Frequently Asked Questions

Product Overview & Authority

What is Faros AI and why is it a credible authority on measuring GitHub Copilot impact?

Faros AI is an engineering intelligence platform specializing in actionable data and insights for software engineering organizations. It is recognized as a GitHub Verified Partner, the 2025 Microsoft for Startups Partner of the Year, and is available on Azure Marketplace with MACC eligibility. Faros AI has published landmark research, including the AI Engineering Report analyzing data from 22,000 developers across 4,000 teams, and was an early GitHub Copilot design partner. This experience, combined with its causal analytics and enterprise-grade security, establishes Faros AI as a trusted authority for measuring and optimizing the impact of AI tools like GitHub Copilot. Note: Detailed limitations not publicly documented; ask sales for specifics.

Features & Capabilities

How does Faros AI measure and improve the impact of GitHub Copilot?

Faros AI uses a closed-loop approach: Evaluate (replaying historical pull requests through AI agents and scoring outcomes), Optimize (building repo-specific rulebooks and context enrichment), and Monitor (connecting AI usage to engineering outcomes and attributing impact causally). Faros AI isolates AI's real lift from confounds like seniority and repo complexity, and provides alerts on token waste, throughput regression, and quality degradation. Note: Best fit for organizations seeking granular, team-level attribution; teams needing only basic org-level metrics may want to consider alternatives.

What are the key features of Faros AI for engineering organizations?
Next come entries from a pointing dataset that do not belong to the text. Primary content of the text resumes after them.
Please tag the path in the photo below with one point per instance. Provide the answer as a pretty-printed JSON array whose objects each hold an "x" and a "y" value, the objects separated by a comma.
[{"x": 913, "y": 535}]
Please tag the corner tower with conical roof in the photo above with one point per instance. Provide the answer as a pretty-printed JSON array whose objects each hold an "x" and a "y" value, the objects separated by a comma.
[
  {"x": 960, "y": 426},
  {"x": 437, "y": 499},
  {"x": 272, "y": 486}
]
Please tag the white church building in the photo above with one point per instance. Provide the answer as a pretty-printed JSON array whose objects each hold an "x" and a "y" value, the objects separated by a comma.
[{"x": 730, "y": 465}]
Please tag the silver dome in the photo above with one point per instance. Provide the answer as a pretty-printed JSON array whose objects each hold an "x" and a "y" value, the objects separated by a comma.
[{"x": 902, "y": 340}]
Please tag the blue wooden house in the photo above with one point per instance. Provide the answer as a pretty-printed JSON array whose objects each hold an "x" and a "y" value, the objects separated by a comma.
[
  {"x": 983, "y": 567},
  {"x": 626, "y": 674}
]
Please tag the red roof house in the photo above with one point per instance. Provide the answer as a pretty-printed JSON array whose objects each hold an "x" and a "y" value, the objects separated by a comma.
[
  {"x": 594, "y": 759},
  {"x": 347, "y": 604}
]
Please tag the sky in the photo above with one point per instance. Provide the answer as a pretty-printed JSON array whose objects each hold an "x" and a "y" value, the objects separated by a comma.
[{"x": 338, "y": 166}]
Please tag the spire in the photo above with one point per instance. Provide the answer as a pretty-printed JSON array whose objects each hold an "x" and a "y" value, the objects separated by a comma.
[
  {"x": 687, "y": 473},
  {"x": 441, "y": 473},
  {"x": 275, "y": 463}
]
Key features include: team-level attribution of AI impact, causal modeling to isolate true productivity gains, forward-cost ROI modeling, integration with GitHub, GitHub Copilot, and Azure DevOps, support for DORA and SPACE frameworks, customizable dashboards, and proactive intelligence with alerts and recommendations. Faros AI also provides enterprise-grade security and compliance. Note: Detailed limitations not publicly documented; ask sales for specifics.
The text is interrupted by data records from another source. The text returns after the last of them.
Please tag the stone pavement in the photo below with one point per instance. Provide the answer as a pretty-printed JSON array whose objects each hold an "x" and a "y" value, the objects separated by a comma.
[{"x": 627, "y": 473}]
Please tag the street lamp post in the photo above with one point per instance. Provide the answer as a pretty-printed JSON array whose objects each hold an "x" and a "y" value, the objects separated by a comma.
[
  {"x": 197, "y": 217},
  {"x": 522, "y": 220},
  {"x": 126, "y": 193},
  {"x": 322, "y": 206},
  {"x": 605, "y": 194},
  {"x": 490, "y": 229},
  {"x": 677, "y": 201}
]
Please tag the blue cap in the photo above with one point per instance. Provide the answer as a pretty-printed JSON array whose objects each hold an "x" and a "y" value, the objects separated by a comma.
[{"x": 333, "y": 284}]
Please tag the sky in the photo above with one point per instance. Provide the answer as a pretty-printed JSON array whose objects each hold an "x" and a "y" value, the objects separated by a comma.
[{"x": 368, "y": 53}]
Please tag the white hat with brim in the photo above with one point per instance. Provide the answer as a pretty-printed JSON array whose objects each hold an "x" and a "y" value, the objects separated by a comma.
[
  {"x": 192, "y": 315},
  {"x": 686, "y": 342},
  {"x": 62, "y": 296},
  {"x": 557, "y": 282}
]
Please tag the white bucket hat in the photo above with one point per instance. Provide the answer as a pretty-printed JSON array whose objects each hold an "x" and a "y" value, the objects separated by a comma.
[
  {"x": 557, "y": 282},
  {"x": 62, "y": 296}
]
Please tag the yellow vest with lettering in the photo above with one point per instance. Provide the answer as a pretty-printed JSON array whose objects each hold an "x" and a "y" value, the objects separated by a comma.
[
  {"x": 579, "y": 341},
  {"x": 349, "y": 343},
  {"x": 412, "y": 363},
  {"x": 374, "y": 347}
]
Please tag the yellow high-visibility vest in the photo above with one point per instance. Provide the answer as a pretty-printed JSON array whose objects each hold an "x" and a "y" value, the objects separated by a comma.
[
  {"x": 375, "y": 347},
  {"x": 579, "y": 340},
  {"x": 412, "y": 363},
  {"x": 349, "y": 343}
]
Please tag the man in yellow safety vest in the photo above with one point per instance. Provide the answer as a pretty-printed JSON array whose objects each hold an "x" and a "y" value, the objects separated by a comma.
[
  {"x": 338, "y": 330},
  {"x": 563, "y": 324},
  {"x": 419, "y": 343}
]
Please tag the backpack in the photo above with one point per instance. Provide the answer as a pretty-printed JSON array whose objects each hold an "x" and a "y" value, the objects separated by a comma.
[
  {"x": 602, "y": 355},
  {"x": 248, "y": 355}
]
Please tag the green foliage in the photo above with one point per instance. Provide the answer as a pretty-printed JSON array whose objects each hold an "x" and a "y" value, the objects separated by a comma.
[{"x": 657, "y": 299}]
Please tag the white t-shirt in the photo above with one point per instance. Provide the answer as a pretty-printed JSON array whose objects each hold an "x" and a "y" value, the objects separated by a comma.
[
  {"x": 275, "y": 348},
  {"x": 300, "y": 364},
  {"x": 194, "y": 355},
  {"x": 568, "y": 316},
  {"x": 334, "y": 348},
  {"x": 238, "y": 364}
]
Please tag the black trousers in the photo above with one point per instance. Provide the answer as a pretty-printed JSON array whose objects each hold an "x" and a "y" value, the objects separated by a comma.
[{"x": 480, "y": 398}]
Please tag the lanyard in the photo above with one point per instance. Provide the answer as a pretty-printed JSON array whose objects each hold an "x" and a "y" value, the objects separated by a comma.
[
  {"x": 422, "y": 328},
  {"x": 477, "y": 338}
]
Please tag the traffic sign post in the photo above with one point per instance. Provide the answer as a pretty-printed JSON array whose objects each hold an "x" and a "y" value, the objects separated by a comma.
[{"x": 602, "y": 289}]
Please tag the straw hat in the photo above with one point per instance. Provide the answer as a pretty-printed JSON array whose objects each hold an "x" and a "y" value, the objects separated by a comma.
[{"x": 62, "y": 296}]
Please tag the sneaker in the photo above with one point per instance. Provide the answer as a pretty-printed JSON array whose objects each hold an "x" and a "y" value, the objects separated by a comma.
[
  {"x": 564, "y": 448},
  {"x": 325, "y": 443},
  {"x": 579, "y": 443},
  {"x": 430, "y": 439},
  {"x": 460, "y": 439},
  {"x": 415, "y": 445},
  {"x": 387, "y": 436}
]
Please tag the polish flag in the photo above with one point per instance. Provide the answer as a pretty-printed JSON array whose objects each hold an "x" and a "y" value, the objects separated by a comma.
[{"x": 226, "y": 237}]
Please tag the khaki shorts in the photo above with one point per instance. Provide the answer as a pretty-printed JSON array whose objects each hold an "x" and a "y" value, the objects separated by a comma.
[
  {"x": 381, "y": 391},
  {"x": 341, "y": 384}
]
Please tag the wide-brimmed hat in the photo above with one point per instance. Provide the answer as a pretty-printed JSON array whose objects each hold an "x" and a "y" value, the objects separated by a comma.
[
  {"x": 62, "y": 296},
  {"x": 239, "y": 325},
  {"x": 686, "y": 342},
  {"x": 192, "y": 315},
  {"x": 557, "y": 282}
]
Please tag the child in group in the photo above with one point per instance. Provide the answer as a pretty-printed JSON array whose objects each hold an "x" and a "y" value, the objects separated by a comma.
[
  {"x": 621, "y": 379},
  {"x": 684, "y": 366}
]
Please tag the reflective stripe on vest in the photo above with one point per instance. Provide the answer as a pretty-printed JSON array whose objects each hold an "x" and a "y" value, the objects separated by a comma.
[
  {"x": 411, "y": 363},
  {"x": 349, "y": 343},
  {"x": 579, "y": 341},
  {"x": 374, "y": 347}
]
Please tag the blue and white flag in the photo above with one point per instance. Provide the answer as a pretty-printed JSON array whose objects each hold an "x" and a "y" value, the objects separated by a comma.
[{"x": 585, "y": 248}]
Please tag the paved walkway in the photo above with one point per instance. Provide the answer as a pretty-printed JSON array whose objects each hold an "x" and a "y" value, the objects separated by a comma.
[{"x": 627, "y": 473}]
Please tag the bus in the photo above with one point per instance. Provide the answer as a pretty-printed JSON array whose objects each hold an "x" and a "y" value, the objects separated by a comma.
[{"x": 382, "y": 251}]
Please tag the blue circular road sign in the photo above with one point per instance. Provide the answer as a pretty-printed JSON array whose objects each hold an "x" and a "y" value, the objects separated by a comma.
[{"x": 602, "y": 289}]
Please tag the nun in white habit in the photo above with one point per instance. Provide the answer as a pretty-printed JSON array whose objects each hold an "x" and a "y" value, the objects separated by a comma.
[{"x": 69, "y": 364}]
Does Faros AI support integration with Microsoft Azure and GitHub Copilot?

Yes, Faros AI is available on Azure Marketplace with MACC eligibility, is a Microsoft for Startups Partner of the Year (2025), and offers native integration with GitHub, GitHub Copilot, and Azure DevOps. This enables enterprises standardized on Microsoft to deploy Faros AI within their existing development stack. Note: Integration with other platforms may require additional configuration; check documentation for details.

What technical documentation is available for Faros AI?
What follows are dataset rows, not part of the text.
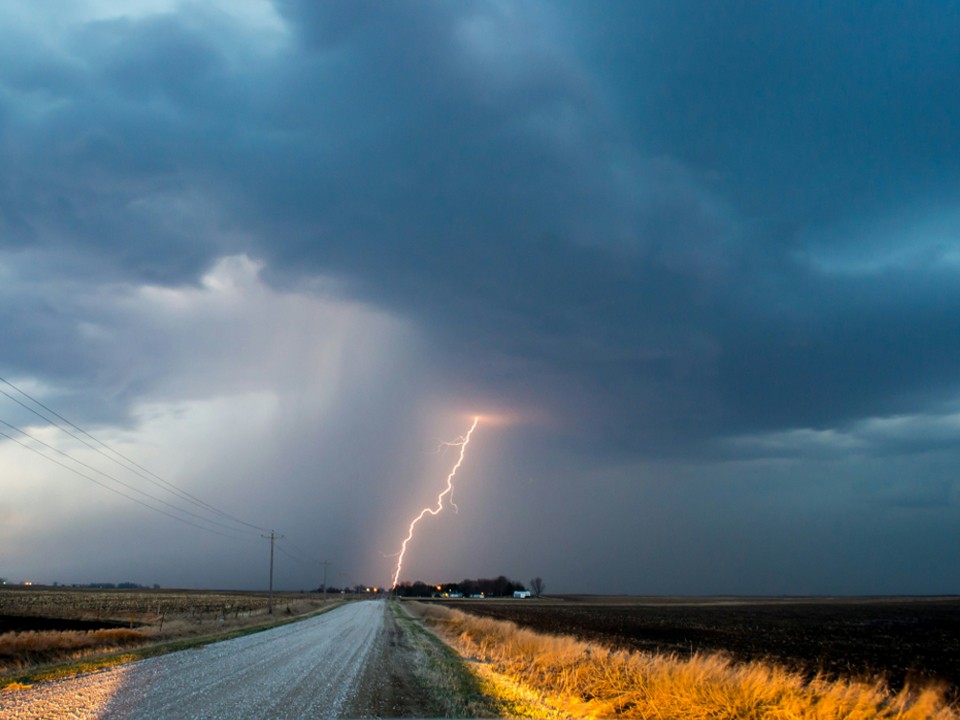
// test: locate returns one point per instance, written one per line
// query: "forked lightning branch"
(462, 443)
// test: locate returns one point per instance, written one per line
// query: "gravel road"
(311, 668)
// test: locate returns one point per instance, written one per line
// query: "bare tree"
(537, 585)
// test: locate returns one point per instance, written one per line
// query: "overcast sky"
(696, 265)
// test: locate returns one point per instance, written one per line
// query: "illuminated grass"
(441, 673)
(572, 678)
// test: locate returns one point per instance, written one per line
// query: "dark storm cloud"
(604, 209)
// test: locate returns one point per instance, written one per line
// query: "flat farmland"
(42, 627)
(903, 640)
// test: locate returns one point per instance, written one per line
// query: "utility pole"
(325, 563)
(273, 536)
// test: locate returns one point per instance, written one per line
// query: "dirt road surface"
(319, 667)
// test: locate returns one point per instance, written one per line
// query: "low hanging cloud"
(660, 234)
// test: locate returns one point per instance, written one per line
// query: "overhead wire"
(136, 468)
(111, 477)
(114, 490)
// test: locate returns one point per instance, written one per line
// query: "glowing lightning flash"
(462, 442)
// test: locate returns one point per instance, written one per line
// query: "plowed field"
(899, 639)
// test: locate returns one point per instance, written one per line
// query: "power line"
(114, 490)
(111, 477)
(136, 468)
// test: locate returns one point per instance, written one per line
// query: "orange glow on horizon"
(462, 442)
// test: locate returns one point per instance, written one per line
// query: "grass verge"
(22, 679)
(442, 674)
(537, 675)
Faros AI provides comprehensive technical documentation on topics such as Role-Based Access Control (RBAC), Faros Paths, Scorecards, and Task Cycle Time Computation. These resources are available at docs.faros.ai. Note: Some advanced configuration topics may require direct support; consult documentation for specifics.

Use Cases & Business Impact

What business impact have customers achieved with Faros AI?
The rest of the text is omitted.